Oil edged below $94 a barrel on demand concerns, which appeared to overshadow the bailout-related optimism and provided little comfort to the S&P/TSX composite index , which has plunged about 11 percent in the past week alone.
"There's still a lot of concern about the ultimate effect of the bailout will be," said Elvis Picardo, an independent strategist in Vancouver. "Currently, there's so much doom and gloom in the market, it's like there is no safe asset class."
Energy producers that bolstered the market during its runup in the last few years were among the weaker sectors Friday. Husky Energy fell 4.8 percent to C$39.28. Imperial Oil slid 4.5 percent to C$41.51.
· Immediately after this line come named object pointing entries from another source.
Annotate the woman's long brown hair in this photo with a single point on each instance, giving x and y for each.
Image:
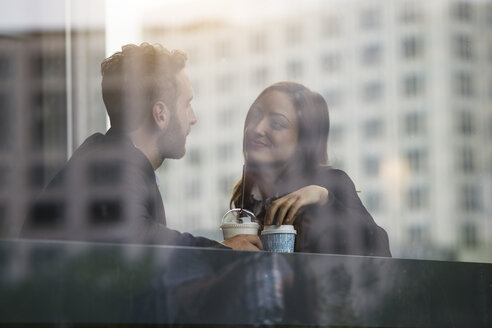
(314, 125)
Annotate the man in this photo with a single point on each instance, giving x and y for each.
(108, 190)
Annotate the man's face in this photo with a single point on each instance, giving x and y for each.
(182, 118)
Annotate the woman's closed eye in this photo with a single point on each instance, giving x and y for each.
(277, 125)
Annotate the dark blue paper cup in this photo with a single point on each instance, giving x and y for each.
(278, 239)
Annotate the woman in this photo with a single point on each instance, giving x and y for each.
(287, 179)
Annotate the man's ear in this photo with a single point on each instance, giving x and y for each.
(161, 114)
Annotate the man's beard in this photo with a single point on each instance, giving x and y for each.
(172, 143)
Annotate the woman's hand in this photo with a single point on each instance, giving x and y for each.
(285, 209)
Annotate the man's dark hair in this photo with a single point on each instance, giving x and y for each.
(134, 78)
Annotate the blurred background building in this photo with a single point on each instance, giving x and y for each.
(408, 84)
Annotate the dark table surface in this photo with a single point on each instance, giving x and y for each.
(74, 284)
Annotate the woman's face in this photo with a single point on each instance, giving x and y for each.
(271, 130)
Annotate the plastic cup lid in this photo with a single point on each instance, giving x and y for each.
(246, 225)
(287, 228)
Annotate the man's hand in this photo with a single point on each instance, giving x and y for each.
(285, 209)
(244, 243)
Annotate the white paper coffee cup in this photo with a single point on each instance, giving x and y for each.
(230, 230)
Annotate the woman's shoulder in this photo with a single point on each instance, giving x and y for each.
(333, 172)
(334, 176)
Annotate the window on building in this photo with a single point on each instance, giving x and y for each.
(470, 235)
(412, 47)
(464, 85)
(225, 117)
(413, 85)
(331, 62)
(258, 43)
(463, 47)
(465, 123)
(337, 133)
(373, 128)
(372, 91)
(417, 198)
(54, 66)
(333, 97)
(193, 189)
(194, 156)
(489, 13)
(330, 26)
(410, 12)
(260, 76)
(463, 11)
(466, 160)
(223, 50)
(417, 234)
(371, 165)
(6, 66)
(294, 69)
(371, 18)
(226, 184)
(372, 54)
(417, 160)
(225, 151)
(470, 198)
(225, 83)
(373, 201)
(414, 123)
(294, 34)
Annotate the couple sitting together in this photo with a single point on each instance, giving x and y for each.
(108, 190)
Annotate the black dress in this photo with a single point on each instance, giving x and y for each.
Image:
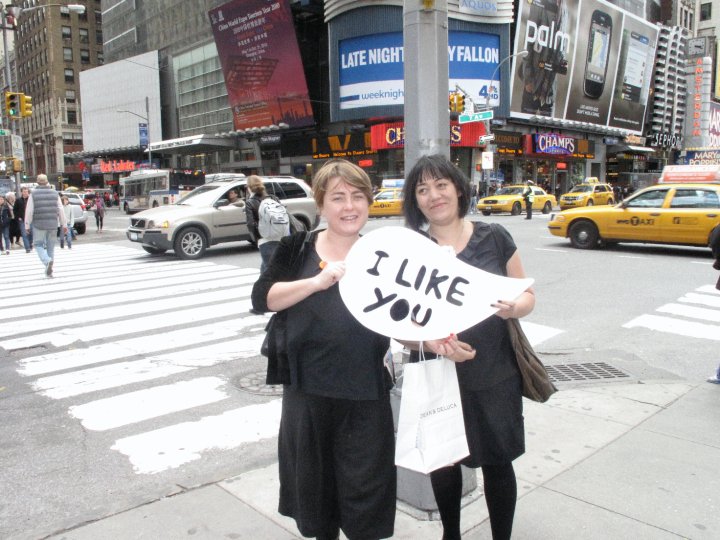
(490, 384)
(336, 446)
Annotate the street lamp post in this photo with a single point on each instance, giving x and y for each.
(147, 123)
(15, 12)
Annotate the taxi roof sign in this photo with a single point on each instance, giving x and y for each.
(685, 174)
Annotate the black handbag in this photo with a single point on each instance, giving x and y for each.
(537, 385)
(274, 346)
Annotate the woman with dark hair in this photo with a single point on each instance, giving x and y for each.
(336, 442)
(436, 199)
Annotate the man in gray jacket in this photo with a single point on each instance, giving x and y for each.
(44, 212)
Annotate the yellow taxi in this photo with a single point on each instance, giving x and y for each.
(510, 199)
(587, 195)
(388, 202)
(682, 214)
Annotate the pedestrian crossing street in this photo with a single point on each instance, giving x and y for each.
(113, 320)
(696, 314)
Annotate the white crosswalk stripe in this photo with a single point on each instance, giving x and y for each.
(704, 320)
(132, 305)
(131, 338)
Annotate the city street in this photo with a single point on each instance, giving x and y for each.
(128, 378)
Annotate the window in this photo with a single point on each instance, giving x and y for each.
(706, 11)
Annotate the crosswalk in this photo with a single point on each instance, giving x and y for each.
(121, 338)
(696, 314)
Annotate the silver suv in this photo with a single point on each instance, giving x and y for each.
(204, 217)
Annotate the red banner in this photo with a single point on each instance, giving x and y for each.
(392, 135)
(261, 63)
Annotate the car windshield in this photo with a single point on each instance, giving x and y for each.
(509, 191)
(202, 195)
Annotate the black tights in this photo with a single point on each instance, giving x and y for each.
(500, 488)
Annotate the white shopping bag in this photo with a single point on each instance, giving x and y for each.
(431, 429)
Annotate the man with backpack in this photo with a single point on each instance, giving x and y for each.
(267, 219)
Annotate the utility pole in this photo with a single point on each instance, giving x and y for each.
(425, 47)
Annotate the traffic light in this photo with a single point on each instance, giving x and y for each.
(12, 104)
(25, 105)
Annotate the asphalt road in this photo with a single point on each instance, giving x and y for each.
(86, 358)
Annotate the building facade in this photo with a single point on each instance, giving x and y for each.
(52, 47)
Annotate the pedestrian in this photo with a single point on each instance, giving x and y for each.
(6, 217)
(715, 247)
(19, 210)
(336, 441)
(68, 221)
(473, 198)
(99, 208)
(529, 198)
(267, 246)
(43, 212)
(436, 195)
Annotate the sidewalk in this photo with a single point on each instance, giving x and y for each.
(616, 460)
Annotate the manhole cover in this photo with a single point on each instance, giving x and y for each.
(254, 383)
(590, 371)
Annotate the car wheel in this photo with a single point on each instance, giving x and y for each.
(584, 235)
(190, 243)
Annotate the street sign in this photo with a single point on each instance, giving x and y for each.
(17, 148)
(475, 117)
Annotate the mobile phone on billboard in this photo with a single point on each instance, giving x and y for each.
(598, 54)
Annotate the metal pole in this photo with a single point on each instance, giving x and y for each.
(147, 121)
(425, 40)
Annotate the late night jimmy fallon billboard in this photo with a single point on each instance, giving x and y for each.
(588, 61)
(261, 63)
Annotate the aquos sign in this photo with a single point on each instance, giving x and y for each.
(553, 143)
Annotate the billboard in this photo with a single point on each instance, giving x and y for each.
(261, 63)
(371, 67)
(588, 61)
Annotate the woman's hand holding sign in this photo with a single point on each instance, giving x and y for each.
(451, 348)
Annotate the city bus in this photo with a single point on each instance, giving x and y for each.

The S&P/TSX composite index fell 97.19 points, or 0.89 percent, to close at 10,803.35. Earlier in the day, it had soared more than 400 points ahead of the US bailout vote.
The S&P/TSX 60 index of Canadian blue chip names gave up 0.7 percent to end at 646.76.
"I think there's a realization in the market that there are other problems in other regions that need to be cured," said Ian Nakamoto, director of research at MacDougall, MacDougall & MacTier, noting the banking troubles emerging in Europe.
All but two of the benchmark's 10 main groups fell. The big energy and financials groups gave up 1.78 percent and 1.25 percent, respectively.
The resources-laden materials group rose 1.94 percent as gold producers gained ground. Barrick Gold rose 5.1 percent to finish at C$34.95. Goldcorp added 4.9 percent to finish at C$28.86.